Last month, the media reported that Edwards Jones is being sued by a company participating in their 401(k) plan for purportedly making employees pay high fees for investment management and record keeping services. These fees allegedly cost millions in retirement savings.
The intricacies of this case are long and unique and create a bit of a quandary within the financial services market. One of the interesting back stories of the case surrounds how the relationship between Edward Jones and the mutual fund companies might have influenced the choice of 401(k) plans.
The organization has two levels of partnerships, namely partners and preferred partners. It has been reported that when preferred partners are “kept happy” there is a financial benefit for Edward Jones. The suit also alleges that the preferred partners receive millions in revenue sharing payments in return for providing fund managers greater access to information about business practices, additional marketing support and educational presentations, and increased interaction with financial advisors at Edward Jones.

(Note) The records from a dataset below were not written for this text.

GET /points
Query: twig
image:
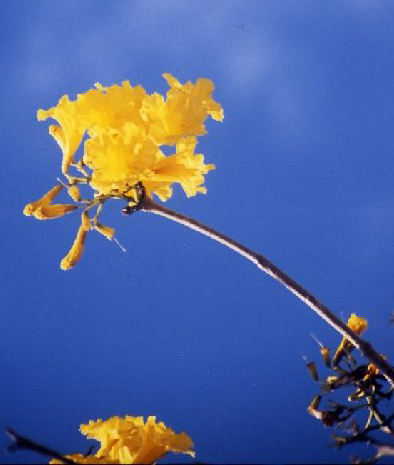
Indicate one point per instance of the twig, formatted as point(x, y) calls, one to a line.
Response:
point(268, 267)
point(20, 442)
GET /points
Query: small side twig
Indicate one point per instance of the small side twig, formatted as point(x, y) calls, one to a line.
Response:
point(21, 442)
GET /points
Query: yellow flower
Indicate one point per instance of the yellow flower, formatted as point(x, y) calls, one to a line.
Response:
point(357, 324)
point(76, 250)
point(184, 167)
point(118, 165)
point(131, 440)
point(48, 212)
point(70, 132)
point(80, 458)
point(74, 193)
point(123, 157)
point(182, 113)
point(30, 208)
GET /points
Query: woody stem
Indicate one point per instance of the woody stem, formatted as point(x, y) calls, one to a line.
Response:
point(271, 269)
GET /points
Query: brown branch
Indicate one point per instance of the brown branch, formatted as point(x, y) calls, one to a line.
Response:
point(268, 267)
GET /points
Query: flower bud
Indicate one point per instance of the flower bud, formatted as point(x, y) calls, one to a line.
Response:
point(105, 231)
point(48, 212)
point(76, 250)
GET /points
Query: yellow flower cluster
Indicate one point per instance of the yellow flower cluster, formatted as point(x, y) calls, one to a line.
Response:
point(124, 129)
point(132, 440)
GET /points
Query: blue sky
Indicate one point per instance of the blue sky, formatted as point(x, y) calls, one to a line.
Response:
point(180, 327)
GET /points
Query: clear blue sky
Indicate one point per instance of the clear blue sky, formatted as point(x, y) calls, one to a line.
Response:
point(180, 327)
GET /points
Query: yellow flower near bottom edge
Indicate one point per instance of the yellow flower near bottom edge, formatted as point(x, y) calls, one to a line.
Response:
point(132, 440)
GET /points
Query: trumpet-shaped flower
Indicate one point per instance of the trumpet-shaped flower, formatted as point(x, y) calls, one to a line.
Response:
point(76, 251)
point(132, 440)
point(125, 129)
point(70, 132)
point(182, 113)
point(357, 324)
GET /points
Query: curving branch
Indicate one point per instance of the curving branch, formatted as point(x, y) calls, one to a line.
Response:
point(268, 267)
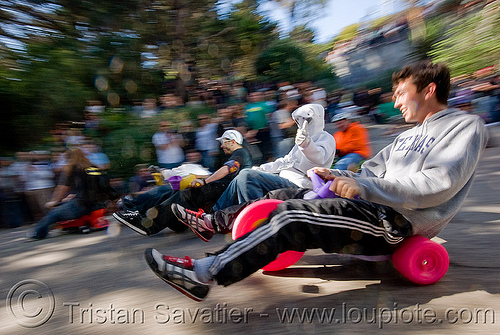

These allegations suggest that because of their relationship, funds from the preferred partners are being included in the Edward Jones employee 401(k) plans. It is also interesting to note that of the 53 separate investment options in the employee 401(k) plans, 40 are managed by an Edward Jones partner or preferred partner. The lawsuit suggests that because of these relationships, the firm profits through revenue sharing arrangements from the product partner.
It will be interesting to see how this lawsuit plays out and what effect it might have on future cases. We believe it could open a floodgate of similar suits and that this is just the tip of the iceberg. The bottom line in all of this is to work with an advisor who follows the fiduciary standard and you won’t run into these situations.